Élections américaines, Silvestri (IAI) : "C'est pour ça que Trump déstabilise"

Jamais comme en ces jours, proches du scrutin de mardi 8 novembre, l'issue des élections présidentielles américaines est incertaine, très incertaine. Ce sera pour l'affaire emailgate (même si de nombreux sondeurs jurent non), ce sera plus vraisemblablement parce qu'il y a une Amérique profonde, très loin de ce que l'on perçoit de ce côté-ci de l'Atlantique, qui comme l'Europe n'est pas épargnée par les colères populistes et qui n'aura donc aucun problème à voter pour Donald Trump, le candidat qui inquiète le plus les marchés et la communauté internationale. Mais Trump est-il vraiment si dangereux ? Et que se passerait-il cependant en cas de victoire - plus si évidente - d'Hillary Clinton ? L'expliquer à FIRSTonline est Stefano Silvestri, directeur d'AffarInternazionali.it et conseiller scientifique de l'Istituto Affari Internazionali, dont il était également président.

« Les problèmes pour Clinton pourraient venir après le vote : les scandales qui l'engloutissent ne suffiront pas à une destitution mais ils pourraient l'agacer, surtout avec un Congrès à majorité républicaine », explique Silvestri qui parle d'un président éventuellement « divisé par deux ». . Mais c'est toujours mieux qu'un président imprévisible comme Trump : l'élément de prévisibilité est fondamental, notamment pour les marchés ».
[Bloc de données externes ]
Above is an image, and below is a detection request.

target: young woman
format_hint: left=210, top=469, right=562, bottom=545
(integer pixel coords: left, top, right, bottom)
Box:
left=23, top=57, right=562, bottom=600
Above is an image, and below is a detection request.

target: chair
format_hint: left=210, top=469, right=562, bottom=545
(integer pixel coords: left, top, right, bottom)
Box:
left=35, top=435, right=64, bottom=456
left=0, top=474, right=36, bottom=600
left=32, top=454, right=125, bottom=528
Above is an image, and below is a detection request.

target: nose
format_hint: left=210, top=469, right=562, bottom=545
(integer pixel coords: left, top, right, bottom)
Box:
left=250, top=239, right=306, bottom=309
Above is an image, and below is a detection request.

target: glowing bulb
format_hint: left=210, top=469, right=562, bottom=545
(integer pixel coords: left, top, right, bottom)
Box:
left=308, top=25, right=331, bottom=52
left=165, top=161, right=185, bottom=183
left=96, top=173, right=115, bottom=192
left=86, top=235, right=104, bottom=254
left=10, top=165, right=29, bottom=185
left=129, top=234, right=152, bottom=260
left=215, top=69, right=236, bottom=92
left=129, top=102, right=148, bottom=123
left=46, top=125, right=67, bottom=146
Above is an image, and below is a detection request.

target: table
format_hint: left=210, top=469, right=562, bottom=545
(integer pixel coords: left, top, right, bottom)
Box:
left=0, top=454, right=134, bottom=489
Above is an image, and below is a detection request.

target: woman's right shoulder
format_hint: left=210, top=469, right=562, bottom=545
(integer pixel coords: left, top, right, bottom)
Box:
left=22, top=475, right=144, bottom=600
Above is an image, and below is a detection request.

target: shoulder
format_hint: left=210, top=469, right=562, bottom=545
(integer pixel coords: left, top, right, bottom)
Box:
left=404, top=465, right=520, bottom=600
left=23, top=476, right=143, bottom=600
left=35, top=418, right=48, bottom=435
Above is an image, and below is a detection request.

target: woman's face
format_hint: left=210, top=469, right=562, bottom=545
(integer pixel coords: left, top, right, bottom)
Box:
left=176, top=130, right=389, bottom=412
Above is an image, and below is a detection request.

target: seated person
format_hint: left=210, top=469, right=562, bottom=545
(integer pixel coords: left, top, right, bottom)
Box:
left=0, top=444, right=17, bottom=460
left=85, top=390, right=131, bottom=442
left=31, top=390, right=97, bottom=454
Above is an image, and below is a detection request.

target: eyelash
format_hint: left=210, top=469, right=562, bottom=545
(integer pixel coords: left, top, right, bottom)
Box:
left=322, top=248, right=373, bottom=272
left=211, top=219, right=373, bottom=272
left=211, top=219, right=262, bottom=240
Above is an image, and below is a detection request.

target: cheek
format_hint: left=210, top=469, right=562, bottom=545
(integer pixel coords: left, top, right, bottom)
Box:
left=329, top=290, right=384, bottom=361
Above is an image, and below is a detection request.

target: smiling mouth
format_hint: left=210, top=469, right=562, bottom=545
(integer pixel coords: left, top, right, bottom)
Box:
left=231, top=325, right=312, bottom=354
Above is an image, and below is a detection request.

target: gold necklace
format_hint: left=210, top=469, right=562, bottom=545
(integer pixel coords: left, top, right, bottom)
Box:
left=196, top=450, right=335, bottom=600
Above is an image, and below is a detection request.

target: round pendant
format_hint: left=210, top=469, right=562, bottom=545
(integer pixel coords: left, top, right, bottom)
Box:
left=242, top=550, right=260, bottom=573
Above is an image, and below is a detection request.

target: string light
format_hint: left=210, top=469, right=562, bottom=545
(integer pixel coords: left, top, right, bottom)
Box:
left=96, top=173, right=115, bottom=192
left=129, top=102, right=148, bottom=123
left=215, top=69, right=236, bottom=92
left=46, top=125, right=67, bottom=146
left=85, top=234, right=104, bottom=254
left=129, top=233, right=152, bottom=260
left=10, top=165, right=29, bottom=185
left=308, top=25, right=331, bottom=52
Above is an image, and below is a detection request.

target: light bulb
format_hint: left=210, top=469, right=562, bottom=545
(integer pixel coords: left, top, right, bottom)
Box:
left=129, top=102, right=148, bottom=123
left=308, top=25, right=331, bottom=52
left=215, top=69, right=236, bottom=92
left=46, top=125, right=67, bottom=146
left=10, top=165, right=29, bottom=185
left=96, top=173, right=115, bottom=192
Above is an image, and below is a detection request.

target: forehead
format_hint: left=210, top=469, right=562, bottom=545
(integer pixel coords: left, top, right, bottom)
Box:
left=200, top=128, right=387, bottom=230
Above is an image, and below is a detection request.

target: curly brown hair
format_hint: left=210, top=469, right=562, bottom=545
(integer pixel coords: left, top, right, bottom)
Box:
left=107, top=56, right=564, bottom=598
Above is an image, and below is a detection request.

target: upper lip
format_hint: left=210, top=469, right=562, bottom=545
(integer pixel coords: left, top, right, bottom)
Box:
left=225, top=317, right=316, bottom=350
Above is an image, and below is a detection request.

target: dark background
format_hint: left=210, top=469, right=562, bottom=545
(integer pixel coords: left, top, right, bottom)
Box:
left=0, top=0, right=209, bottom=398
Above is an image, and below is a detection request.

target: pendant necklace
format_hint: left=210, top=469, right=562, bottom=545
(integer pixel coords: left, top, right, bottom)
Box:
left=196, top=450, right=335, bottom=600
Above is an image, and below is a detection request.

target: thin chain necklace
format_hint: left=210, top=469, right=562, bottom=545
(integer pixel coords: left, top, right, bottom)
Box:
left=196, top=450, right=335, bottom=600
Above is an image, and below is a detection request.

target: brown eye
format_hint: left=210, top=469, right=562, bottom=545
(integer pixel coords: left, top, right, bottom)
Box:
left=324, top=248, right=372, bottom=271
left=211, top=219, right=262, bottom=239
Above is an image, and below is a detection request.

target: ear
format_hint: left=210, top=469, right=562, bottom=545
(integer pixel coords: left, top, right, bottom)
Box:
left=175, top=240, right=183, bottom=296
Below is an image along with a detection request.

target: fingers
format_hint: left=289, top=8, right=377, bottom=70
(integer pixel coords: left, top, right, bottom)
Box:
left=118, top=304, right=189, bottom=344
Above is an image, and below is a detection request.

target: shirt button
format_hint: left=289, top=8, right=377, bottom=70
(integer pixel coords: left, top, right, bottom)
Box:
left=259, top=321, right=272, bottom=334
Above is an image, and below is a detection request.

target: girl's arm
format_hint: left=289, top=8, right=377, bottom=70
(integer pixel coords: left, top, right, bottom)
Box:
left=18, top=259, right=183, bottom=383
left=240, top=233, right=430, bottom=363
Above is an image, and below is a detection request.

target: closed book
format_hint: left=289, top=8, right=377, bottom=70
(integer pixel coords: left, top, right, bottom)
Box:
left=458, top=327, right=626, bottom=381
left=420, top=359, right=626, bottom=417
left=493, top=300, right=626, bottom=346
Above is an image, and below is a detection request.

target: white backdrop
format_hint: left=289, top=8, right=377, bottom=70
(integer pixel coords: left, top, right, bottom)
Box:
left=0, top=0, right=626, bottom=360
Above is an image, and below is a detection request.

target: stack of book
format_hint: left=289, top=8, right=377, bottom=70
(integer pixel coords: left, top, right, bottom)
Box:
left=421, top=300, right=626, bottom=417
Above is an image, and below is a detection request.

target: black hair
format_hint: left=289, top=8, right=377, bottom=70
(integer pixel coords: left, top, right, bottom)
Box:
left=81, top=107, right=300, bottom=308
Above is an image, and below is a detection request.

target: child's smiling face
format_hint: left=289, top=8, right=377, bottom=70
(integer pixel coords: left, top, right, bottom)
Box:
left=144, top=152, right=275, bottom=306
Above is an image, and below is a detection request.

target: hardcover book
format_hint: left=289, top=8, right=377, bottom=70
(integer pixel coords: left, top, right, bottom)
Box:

Commençons par la politique intérieure, ou le domaine où il y a la plus grande différence entre les deux candidats à la Maison Blanche.

"De ce point de vue, les deux candidats respectent les traditions de leurs partis : plus de dépenses publiques et plus d'impôts, notamment sur les hauts revenus, pour Hillary, alors que Trump voudrait abolir les deux et concentrer les ressources publiques sur la sécurité".

Sur les relations commerciales internationales, en revanche, les deux positions sont similaires.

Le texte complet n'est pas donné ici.